When you were wearing a colostomy bag from your cancer surgery and a bag of pus as drainage from your infection, you compared those to the earth. How is that?
This was at the same time as the BP oil spill [in the Gulf of Mexico]. I suddenly had no ability to distinguish what was going on inside me from what was going on inside the earth. It felt like an infection from carelessness, from being cut open, from not heeding what nature tells us. There was no longer separation. The bags became such a metaphor. There it was. My shit was revealed. It was on the outside. It was impossible to avoid my own messiness, my own humanity.
How we treat our bodies, how we are diassociated from our bodies, dissociated from ourselves, determines so much of what we do in the world and allow to be done in our name and in our denial.
Because I feel more connected with my body now, I want to look much more deeply at what we are doing to the earth. Where we are drilling, what we are drilling, why we are drilling – fracking and cutting off mountain tops. How we don’t see the earth as this living organism just like our bodies. Everything that was happening in my body with the cancer reminded me of the carelessness with which we treat the earth, treat life, treat bodies, treat ourselves – the dishonoring.
You told the stories of women being raped in the public square, of women watching as their sons and husbands were marched away. You wrote of needing to find the invisible underlying story that connected everything. What is that and did you find it?
There is a story of disconnectedness that runs through the planet, the lack of living in our bodies that allows us to continue living in a dis-compassionate way, that allows us to not feel the suffering of other people. We bring so many people up to disconnect in their hearts. We do that to boys much earlier than we do to girls.
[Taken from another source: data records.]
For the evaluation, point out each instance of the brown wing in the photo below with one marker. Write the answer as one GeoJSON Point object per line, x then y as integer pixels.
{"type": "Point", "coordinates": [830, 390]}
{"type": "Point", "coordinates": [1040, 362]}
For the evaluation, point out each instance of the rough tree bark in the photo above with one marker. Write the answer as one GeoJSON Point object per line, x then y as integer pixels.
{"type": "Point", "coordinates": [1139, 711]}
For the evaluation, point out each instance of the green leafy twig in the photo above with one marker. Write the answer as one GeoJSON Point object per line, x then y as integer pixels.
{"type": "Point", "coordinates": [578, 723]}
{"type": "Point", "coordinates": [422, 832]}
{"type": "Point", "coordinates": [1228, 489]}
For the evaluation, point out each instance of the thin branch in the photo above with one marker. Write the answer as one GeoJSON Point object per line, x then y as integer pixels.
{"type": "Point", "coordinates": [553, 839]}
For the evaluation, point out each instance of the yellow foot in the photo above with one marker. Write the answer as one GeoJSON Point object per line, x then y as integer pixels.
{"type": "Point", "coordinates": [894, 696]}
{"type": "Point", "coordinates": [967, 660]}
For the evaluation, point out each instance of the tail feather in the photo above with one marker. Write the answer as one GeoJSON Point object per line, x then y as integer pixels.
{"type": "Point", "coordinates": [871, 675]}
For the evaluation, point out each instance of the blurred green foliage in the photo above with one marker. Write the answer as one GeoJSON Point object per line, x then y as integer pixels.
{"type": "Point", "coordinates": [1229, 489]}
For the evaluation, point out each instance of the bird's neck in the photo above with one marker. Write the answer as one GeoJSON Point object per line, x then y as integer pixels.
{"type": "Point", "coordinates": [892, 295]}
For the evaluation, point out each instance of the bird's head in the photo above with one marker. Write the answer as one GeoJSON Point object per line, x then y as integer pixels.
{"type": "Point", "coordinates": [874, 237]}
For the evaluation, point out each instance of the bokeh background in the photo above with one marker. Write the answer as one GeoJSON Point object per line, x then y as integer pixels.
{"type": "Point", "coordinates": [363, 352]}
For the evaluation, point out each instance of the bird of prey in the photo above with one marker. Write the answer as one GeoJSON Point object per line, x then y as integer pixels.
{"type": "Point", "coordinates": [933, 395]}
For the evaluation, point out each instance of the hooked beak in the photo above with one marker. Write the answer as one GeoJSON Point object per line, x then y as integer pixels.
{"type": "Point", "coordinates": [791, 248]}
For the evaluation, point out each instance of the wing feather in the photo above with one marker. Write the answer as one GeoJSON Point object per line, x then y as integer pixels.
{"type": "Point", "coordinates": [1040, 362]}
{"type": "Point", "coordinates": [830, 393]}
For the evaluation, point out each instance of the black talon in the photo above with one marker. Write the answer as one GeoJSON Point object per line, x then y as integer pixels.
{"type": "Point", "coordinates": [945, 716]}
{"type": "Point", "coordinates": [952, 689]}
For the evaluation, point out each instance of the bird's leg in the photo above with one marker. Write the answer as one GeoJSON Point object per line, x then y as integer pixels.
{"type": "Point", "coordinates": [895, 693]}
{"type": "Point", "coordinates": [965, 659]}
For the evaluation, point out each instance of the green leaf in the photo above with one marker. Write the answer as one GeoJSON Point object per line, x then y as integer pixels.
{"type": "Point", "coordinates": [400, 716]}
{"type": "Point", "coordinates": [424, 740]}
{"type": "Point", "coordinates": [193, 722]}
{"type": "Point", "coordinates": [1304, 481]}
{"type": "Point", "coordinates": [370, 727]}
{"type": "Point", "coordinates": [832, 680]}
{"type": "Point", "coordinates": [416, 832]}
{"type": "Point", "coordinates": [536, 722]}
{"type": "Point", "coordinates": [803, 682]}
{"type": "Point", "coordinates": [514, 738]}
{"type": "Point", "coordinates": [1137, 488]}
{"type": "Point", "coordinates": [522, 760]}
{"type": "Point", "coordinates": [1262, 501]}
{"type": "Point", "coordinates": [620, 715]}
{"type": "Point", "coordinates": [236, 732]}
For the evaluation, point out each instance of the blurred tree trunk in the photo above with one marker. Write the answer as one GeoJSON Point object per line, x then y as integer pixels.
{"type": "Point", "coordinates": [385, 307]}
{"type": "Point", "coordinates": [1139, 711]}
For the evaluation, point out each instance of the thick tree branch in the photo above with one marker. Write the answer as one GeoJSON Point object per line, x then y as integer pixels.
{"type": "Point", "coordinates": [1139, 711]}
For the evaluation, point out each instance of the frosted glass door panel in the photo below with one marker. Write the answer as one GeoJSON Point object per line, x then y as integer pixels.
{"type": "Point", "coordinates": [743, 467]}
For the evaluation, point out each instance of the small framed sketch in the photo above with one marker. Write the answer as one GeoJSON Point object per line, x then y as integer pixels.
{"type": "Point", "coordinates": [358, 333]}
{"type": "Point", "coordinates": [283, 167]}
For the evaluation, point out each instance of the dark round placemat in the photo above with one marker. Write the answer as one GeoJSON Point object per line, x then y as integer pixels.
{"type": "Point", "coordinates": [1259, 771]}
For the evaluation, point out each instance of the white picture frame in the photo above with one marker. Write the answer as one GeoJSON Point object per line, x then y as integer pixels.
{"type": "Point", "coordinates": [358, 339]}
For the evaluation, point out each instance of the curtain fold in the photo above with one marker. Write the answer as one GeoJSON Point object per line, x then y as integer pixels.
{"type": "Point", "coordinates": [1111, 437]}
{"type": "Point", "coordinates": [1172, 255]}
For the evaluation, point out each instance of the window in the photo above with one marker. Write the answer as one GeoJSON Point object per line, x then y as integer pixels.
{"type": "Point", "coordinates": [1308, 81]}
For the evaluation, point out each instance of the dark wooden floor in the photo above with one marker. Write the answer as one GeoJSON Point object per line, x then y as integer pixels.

The lack of value of the heart, the lack of respect for the heart. What allows people to rape a woman who is screaming, “stop, stop, stop”? What allows us to separate loved ones from screaming people? There is a level of disassociation and compassion that has to operate for that to happen. That is a massive story throughout the planet. It doesn’t matter where I go, I see this same phenomenon.
How do we hear more of that story, spread that story?
We have to encourage women, particularly, to tell their stories, to trust their stories – to write their stories, to sing their stories, to dance their stories, to write plays about their stories, to do films about their stories. And to trust their narrative. To trust the way they see the world. And to trust what they know. I think we know so much more than we are trusting. I think we have knowledge and empathies and intuitions that we discount or we erase or we don’t listen to because we’ve been told we are crazy. We need to create platforms and create dialogues about where people really are, where we really are.
Where do you find hope?
I am very hopeful right now. I survived stage 3/4 cancer and I am three years cancer free and I am alive. I have no complaints. There is enormous gratitude that rules my life. And also I am witnessing the horrors on this planet. I am also witnessing amazing things. We saw a billion women rise up on the planet last year to stand up to say no to violence. There were 5500 events this year in 1800 places with women doing the [“Vagina Monologues”] play and telling their own stories. Women are standing up and changing laws and fighting for their rights and transforming things. At City of Joy, we’ve had three graduating classes. That’s hopeful-making. Does that mean things are good in the Congo? No, things are terrible in the Congo. There is insane violence. But there is also this other current rising up and I choose to focus on that. I’m here. I’m going to focus on where we can move forward and where we can transform things.